7.2. Target Definition - prediction horizon¶

Our prediction horizon will be the number of days before the event that we are predicting. This horizon will be entangled with the use of our prediction, given that we are predicting some extreme flux events on a watershed probably we are interested in an evacuation or damage mitigation if we are thinking of places that are closer to the rivers/lakes that might be flooded.

Our flux_extreme variable is not (only) the first day of the -extreme- event, but (probably) will flag the following days as well.

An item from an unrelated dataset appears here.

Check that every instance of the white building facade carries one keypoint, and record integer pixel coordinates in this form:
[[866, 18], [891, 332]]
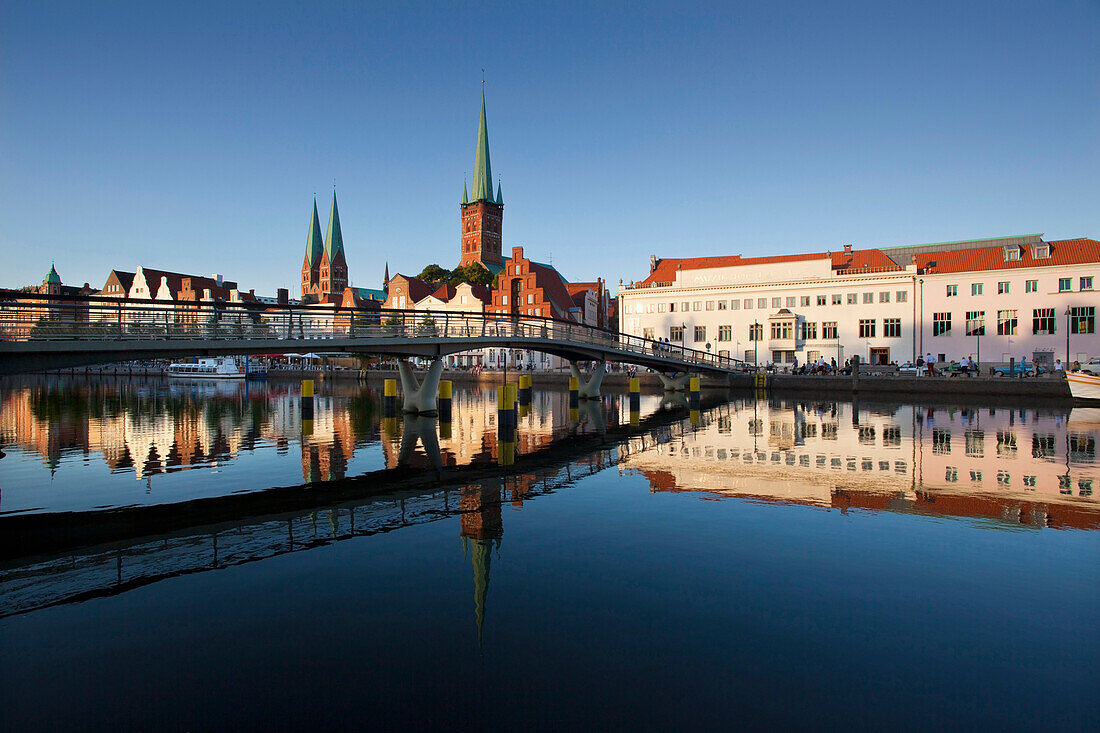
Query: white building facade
[[988, 299]]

In our hypothetical application, probably, we are more concerned about the first day of the event, but we could extend that to understand if the flux event will still be happening in the following 3 days, the duration of the event might be significant as well to understand a possible evacuation.

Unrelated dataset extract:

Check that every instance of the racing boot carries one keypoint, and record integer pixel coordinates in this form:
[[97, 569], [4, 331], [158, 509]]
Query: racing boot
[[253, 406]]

Assuming that application probably we are looking into 2 or 3 days in advance, so maybe some measures can be applied. We will use 3 days just to define some horizon, this target, plus, the features defined in the first step, will create our master_df dataframe

In [ ]:
features = [col for col in flux_ft_df.columns if 'ft_' in col]
keys = ['date_ts'] # we will ignore basin_id  
target = ['flux_extreme_3d']

# generate target 
flux_ft_df['flux_extreme_3d'] = flux_ft_df.groupby('basin_id', as_index=False)['flux_extreme'].shift(-3)

master_df = flux_ft_df[target+keys+features].copy()
master_df.dropna(inplace=True)

# we will apply a timesplit because we will be always predicting future datasets with historical data, therefore will be more 
# accurate on a real test scenario for our model 
cutoff_date = '2019-01-01' # this will be our cutoff date for the train/test split this test will not be used in cv 
test_df = master_df[master_df['date_ts']>cutoff_date].copy()
train_df = master_df[master_df['date_ts']<=cutoff_date].copy()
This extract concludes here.